U.S. Senate
Four candidates are vying for the Senate seat that Republican Roger Wicker now occupies. Wicker, a former state lawmaker who took over for retiring Senate Majority Leader Trent Lott in 2007, faces Albert N. Gore Jr., a Democrat, and Thomas Cramer and Shawn O’Hara of the Constitution Party and Reform Party, respectively. With Wicker sitting on $2.6 million in campaign cash, mostly donated by congressional leadership PACs, unseating him represents a yeoman’s challenge for any of the four contenders. Of his opponents, only Cramer, of the conservative Constitution Party, has reported raising any money. As of Sept. 20, Cramer had raised $1,730 and was $1 in debt.

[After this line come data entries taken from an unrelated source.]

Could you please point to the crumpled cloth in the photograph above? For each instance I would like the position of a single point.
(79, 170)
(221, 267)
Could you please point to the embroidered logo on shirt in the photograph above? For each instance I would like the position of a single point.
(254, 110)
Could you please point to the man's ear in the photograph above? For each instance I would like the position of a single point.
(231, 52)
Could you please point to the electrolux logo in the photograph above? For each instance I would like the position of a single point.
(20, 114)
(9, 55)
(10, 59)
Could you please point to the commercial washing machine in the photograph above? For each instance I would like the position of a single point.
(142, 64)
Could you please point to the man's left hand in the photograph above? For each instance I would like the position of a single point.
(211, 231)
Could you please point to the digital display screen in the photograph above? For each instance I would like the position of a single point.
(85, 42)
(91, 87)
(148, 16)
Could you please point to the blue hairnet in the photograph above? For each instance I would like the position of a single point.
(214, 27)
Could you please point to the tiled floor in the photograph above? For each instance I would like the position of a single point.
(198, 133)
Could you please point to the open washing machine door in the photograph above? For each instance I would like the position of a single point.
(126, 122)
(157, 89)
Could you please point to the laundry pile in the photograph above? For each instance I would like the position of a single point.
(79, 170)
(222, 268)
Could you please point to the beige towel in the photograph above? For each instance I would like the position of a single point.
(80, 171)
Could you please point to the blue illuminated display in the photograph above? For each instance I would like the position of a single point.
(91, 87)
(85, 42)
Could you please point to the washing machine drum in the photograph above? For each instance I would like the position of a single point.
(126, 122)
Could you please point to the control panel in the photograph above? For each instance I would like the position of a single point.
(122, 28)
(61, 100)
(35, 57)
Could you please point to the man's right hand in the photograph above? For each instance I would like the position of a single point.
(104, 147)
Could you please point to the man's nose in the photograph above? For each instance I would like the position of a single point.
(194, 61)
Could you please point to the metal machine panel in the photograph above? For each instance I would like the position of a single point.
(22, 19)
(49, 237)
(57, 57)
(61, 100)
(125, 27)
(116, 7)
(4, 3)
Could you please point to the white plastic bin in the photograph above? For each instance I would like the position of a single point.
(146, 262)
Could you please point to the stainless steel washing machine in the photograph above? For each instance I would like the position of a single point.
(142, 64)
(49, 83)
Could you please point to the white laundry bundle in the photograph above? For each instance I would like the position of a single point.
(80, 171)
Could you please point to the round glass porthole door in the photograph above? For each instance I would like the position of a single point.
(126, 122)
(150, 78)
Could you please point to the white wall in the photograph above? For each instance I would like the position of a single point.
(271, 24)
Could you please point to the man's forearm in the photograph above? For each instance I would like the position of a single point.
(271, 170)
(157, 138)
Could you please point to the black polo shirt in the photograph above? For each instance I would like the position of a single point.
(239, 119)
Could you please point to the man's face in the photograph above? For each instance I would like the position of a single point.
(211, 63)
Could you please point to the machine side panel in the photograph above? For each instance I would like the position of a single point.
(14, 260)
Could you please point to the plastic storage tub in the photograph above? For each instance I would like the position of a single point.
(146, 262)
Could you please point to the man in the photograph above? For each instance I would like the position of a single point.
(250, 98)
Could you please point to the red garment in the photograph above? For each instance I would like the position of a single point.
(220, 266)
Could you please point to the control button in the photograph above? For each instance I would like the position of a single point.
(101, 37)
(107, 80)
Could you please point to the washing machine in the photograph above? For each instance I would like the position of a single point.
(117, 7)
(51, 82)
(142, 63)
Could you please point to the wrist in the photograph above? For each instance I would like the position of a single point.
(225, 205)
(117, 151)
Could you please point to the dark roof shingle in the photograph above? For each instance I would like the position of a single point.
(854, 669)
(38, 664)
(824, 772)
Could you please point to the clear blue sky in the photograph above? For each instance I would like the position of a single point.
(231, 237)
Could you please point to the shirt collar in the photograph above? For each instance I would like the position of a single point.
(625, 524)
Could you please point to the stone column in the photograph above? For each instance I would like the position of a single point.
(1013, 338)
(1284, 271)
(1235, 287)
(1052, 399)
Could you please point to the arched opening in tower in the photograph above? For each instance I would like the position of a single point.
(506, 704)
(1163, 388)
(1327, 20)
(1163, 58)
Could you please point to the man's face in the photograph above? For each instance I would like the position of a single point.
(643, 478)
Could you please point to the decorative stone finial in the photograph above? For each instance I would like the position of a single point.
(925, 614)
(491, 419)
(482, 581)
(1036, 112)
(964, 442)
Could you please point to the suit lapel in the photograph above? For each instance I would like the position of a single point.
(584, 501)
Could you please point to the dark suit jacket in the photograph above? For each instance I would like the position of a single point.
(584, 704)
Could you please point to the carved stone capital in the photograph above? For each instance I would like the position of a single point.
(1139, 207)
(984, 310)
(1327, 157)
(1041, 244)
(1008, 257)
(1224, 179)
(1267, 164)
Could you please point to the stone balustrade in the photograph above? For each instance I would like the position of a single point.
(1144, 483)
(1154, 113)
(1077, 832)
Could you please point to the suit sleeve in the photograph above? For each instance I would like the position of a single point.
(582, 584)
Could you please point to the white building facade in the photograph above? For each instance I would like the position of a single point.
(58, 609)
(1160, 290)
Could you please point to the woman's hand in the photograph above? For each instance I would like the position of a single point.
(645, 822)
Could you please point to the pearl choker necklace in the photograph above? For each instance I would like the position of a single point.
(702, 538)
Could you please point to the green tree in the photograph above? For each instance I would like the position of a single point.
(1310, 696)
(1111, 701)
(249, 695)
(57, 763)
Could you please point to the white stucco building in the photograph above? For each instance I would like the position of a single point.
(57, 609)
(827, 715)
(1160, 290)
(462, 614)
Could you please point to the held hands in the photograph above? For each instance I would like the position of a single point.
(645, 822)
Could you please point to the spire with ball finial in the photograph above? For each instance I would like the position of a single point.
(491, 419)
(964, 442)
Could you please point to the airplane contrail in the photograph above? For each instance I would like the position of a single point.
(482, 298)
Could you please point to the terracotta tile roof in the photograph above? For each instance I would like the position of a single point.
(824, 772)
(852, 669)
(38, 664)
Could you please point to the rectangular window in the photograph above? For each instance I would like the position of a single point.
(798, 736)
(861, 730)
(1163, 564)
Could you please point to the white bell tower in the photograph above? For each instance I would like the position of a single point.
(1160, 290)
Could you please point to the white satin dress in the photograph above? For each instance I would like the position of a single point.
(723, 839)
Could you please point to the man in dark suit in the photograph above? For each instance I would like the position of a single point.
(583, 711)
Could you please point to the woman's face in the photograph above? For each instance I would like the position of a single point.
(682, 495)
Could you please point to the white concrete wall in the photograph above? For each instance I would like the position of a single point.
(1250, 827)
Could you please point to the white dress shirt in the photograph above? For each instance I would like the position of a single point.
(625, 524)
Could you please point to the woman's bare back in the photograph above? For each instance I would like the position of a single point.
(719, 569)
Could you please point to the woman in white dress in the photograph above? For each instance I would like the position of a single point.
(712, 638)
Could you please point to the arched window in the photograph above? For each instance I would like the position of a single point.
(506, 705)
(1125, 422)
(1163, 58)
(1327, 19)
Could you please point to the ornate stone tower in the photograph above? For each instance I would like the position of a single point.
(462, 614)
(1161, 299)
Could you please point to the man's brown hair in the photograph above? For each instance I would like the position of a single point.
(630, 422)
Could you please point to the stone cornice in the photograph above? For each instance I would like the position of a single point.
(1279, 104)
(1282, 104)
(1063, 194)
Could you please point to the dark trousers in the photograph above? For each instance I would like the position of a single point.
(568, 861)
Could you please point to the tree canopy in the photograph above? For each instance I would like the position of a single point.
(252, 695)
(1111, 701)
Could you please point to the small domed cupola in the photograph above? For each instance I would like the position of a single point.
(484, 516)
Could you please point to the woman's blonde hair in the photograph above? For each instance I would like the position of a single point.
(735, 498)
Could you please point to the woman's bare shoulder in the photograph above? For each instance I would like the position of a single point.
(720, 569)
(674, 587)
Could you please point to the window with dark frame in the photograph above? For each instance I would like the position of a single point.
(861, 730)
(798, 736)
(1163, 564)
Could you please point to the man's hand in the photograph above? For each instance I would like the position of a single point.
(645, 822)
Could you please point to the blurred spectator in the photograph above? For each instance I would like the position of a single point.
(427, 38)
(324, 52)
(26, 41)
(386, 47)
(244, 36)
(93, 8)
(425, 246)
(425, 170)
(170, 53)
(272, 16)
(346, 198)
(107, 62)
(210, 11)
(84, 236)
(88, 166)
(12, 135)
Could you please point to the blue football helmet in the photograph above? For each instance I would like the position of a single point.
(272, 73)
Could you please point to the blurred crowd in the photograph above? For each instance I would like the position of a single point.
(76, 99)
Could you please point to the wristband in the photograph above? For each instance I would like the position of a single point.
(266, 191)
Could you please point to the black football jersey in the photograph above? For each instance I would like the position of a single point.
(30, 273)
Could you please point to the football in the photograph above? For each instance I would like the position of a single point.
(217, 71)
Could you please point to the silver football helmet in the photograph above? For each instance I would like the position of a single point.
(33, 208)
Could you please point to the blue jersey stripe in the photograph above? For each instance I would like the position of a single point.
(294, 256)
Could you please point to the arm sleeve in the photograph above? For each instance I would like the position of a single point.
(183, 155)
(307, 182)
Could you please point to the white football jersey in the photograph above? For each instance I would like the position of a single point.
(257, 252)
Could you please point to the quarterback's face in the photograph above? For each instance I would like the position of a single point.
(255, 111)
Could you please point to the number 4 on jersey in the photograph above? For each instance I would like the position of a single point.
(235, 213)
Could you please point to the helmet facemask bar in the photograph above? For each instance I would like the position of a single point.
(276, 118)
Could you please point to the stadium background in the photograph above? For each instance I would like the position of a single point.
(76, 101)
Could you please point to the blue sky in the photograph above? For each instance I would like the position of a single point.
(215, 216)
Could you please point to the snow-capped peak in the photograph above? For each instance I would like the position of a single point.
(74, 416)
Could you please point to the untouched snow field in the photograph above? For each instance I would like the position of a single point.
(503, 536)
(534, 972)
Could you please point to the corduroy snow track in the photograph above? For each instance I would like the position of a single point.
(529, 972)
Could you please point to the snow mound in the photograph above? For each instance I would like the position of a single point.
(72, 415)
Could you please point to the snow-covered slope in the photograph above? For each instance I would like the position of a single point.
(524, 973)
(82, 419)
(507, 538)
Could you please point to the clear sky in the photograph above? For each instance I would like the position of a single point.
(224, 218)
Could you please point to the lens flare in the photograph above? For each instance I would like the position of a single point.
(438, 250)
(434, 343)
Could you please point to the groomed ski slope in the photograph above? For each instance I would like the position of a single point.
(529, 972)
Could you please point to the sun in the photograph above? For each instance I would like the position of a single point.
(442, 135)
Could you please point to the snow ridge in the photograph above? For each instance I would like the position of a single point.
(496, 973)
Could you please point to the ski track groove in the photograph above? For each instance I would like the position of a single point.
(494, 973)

Until Congress put a implemented a ban on earmarks, Wicker once held the dubious distinction of “King of Pork.” In the 2008 fiscal year, then-Rep. Wicker sponsored 42 earmarks totaling $159 million, ranking him among the top spenders in the U.S. House.
1st Congressional District
Democrats’ best hope of wresting away one seat might lie with Brad Morris, Rep. Travis Childers former chief of staff. Morris, an Oxford attorney, criticizes the current GOP-led Congress as a “complete failure.” “I see a Congress that has completely abandoned middle-class and working families,” Morris said in an October interview with the Jackson Free Press. He added, of Nunnelee: “I do not see a willingness out of our current congressman to work in a bipartisan fashion.”
Nunnelee proudly defends and promotes conservative ideals, including advocating repeal of the federal health-care overhaul and railing against what he characterizes the “trillion-dollar welfare state.”
The Morris-Nunnelee matchup appears to be the Democratic Party’s only hope for winning back a seat in the House, and Morris isn’t exactly going down without a fight. Despite Nunnelee’s $1.4 million fundraising advantage, the challenger has been able to raise—and spend—close to $200,000 during the cycle through Sept. 30.
2nd Congressional District
Mississippi’s only majority-black congressional district features an interesting race between a deeply entrenched powerful incumbent in Rep. Bennie Thompson, conservative Republican Bill Marcy and the upstart Independent Cobby Mondale Williams.
Williams is ready to jump in headfirst, eager to work on issues as varied as agriculture, levees and ports, education and health care. He counts his experience working on Capitol Hill and his youth as key assets. “I figured it was time for somebody young who understands this generation, who understands the youth, and who’ll be able to provide those resources for the youth, for the youth of today,” Williams, a Canton resident, told the Jackson Free Press in May.
Thompson points to his years almost 20 years experience in Congress, part of which he spent chairing the House Homeland Security Committee as the reason voters should send him back for another term.
A former mayor and Hinds County supervisor, Thompson sees his main role in Congress as hooking local governments up with federal resources, but is disappointed that too few take advantage.
As he told the JFP in March, before the Democratic primary: “A member of Congress can suggest, urge, and highly recommend that communities take advantage but at the end of the day, the decision rests with the leaders of those communities.”
A Reform Party candidate, LaJena Williams, is also on the ballot.
3rd Congressional District
It’s easy to forget that Republican Rep. Gregg Harper represents part of Jackson. Mississippi’s District 3 captures the affluent corner of northeast Jackson and cuts a diagonal path across the state’s midsection, extending from the southwest corner of the state northeastward to Oktibbeha and Noxubee counties.
A first-term incumbent, Harper has played the role of a fairly vanilla conservative in championing rolling back regulations on automobile dealers and manufacturers, lower taxes, immigration reform and being against anything Barack Obama stands for. He has a wide-open path to re-election. He has raised $647,340 and spent $452,683, leaving him with $235,788 cash on hand at the end of September, but faces just one opponent, John “Luke” Pannell of the Reform Party.
4th Congressional District
Republican Steven Palazzo is such a team player that he has the Romney/Ryan logo posted on his own campaign website, right above a statement endorsing the budget crafted by Rep. Ryan, the GOP veep pick. Palazzo, a first-term congressman and former representative in the Mississippi House, trails other incumbent members of Congress with $891,523 during the cycle.
Democratic opponent Matthew Moore says he supports the federal Affordable Care Act, a woman’s right to make her own health care decisions, increasing education funding, ensuring veterans’ health care, backing labor unions, environmental stewardship and policies in support of “all committed loving couples.” As of press time this week, the FEC did not have campaign-finance information for Moore or other 4th CD hopefuls Robert W. Claunch of the Reform Party or Libertarian Ron Williams.